I got to Marrakech only to find that it was Saturday and all of the banks were closed. However a guy accompanied me and rapped on the Western Union door until someone came to investigate and they opened up and changed some money for me. It has to be said that the Moroccans were very friendly and helpful throughout the whole trip.

Money in hand and directions from various passers-by and I was off toward Cascades D’ouzoud the 2nd highest waterfall in Africa (after Victoria). It was nestled in the foothills of the Atlas and once again the roads were small twisty slivers of tarmac threading through the scenery.


The waterfall was spectacular and I was suitably impressed. I had hired a guide as I was short on time and dressed in my motorcycle gear and didn’t want to be walking aimlessly all over the place. The guide took me through the olive groves with monkeys in the trees and from the head of the falls we watched a small falcon hunt for insects – a great spectacle with the falls as the backdrop to it.
It got pretty hot in all my gear but it was well worth it. There was plenty more to see – caves, wildlife and many restaurants but that would have to wait for a return visit.

I carried on toward Meknes taking a short cut that the locals had told me of – yet another small quiet road that wound its way down form the foot hills – another road to put a smile on my face!
The landscape changed to rolling hills and the traffic got heavier, it was slow going especially in towns where the rules of the road become somewhat arbitrary. However I only had to engage the emergence break a couple of times but it did mean that I wasn’t going to get to Meknes.
Oh well, I stopped at a large but non-descript town. A series of texts to Kate and my realisation that the Santander Ferry was only 2 days away put my evening into a mad panic - well not quite but it did involve some frantic map reading and calculating. It would be very close and mean some titanic riding days. If I missed it meant another week which wasn’t the end of the world but I was keen to get back now I had started out.

I got up at some ungodly time to set of in search of Volubilis a roman town that had been unearthed and was now a UNESCO world heritage site.

I was making great time and decided that I should try some smaller roads when I ran into thick fog. So thick and cold that I had to sit behind a car hoping that they were local and knew the roads as their rear lights was all that existed in my world of white.

The fog cleared and I took another lovely road up to the top of a small hill to Volubilis. My efforts had been rewarded, it was a clear morning if a bit chilly at 9am but the sun was out. Volubilis was deserted and bathed in golden morning light. I hired a guide to show me around and thoroughly enjoyed my short stay.








Sadly I couldn’t stay more than a couple of hours and set off with directions for another short cut that involved lots of sweeping bends on deserted roads – fantastic!

On route to Tangier it rained quite heavily but by the time I had put all my wet weather gear on it had stopped! However it did get quite muddy and I looked like I had just done several hundred miles of motorcross riding.

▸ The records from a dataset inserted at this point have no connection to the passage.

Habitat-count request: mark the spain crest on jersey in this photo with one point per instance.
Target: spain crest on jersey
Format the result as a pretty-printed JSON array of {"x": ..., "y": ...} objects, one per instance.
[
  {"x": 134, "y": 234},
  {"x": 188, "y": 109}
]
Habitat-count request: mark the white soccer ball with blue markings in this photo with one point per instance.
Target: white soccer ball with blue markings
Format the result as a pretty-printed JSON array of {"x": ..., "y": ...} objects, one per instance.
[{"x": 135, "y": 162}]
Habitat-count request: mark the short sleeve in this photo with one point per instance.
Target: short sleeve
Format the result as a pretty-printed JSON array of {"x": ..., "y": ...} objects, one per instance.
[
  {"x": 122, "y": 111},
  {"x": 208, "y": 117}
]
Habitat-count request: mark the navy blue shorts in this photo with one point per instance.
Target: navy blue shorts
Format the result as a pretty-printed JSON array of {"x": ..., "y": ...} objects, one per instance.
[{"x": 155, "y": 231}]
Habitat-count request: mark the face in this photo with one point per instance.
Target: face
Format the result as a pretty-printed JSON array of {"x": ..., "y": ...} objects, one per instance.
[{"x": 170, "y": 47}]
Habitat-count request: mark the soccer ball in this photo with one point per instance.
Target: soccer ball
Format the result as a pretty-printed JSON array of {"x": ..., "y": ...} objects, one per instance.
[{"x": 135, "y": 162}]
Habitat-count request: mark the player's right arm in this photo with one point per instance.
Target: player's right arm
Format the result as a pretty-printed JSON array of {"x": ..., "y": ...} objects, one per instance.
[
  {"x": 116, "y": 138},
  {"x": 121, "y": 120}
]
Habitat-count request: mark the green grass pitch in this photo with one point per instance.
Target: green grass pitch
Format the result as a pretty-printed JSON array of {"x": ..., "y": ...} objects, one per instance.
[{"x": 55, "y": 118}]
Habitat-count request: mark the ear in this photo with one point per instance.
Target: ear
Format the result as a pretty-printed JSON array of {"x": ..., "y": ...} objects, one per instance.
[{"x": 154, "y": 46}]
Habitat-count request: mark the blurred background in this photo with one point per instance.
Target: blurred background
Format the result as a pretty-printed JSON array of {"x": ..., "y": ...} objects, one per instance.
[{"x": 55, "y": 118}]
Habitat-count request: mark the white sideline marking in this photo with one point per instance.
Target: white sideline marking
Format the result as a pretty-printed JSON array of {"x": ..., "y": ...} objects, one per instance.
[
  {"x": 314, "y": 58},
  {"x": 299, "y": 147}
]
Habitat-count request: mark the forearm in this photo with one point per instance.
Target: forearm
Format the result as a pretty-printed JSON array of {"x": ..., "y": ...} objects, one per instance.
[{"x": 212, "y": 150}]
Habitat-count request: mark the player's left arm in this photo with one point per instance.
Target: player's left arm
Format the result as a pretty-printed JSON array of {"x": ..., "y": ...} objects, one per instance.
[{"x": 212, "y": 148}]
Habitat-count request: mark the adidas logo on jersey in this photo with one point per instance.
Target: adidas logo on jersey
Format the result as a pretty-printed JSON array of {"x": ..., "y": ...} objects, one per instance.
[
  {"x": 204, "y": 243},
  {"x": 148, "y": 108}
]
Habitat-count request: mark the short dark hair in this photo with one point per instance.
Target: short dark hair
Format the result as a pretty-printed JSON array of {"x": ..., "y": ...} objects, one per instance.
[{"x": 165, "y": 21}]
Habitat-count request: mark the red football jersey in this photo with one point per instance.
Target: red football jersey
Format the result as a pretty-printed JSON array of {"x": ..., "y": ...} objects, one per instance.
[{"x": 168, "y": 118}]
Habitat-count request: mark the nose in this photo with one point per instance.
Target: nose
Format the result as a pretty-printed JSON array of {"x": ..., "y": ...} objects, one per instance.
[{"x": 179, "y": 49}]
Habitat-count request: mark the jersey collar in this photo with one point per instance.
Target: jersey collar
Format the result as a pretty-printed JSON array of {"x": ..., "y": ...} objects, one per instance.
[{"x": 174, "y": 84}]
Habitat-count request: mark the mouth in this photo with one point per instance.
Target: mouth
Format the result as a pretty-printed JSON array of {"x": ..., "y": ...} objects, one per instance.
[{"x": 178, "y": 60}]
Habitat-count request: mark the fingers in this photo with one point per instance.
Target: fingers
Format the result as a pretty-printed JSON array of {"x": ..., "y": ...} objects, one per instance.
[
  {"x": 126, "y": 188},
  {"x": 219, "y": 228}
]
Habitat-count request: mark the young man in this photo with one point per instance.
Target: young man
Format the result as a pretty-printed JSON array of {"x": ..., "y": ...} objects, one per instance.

I stopped en-route to buy a couple of Christmas presents but otherwise I soldiered on. Of course by the time I got to Tangiers I had a 4 hour wait for the ferry and I could have spent more time in Volubilis but never mind.

The rest of the journey was not very exciting. I drove up half of Spain that evening and finally crashed at about 2am only to get up at 6am! I made the ferry with an hour in hand. Many of the people complained that it had been a rough crossing but I’d not been troubled except for my dinner trying constantly to escape from me.

Back to the UK where I decided to re-engage the front brake as the traffic was so much worse than anywhere else!

Finally back home to Kate and a very excited dog.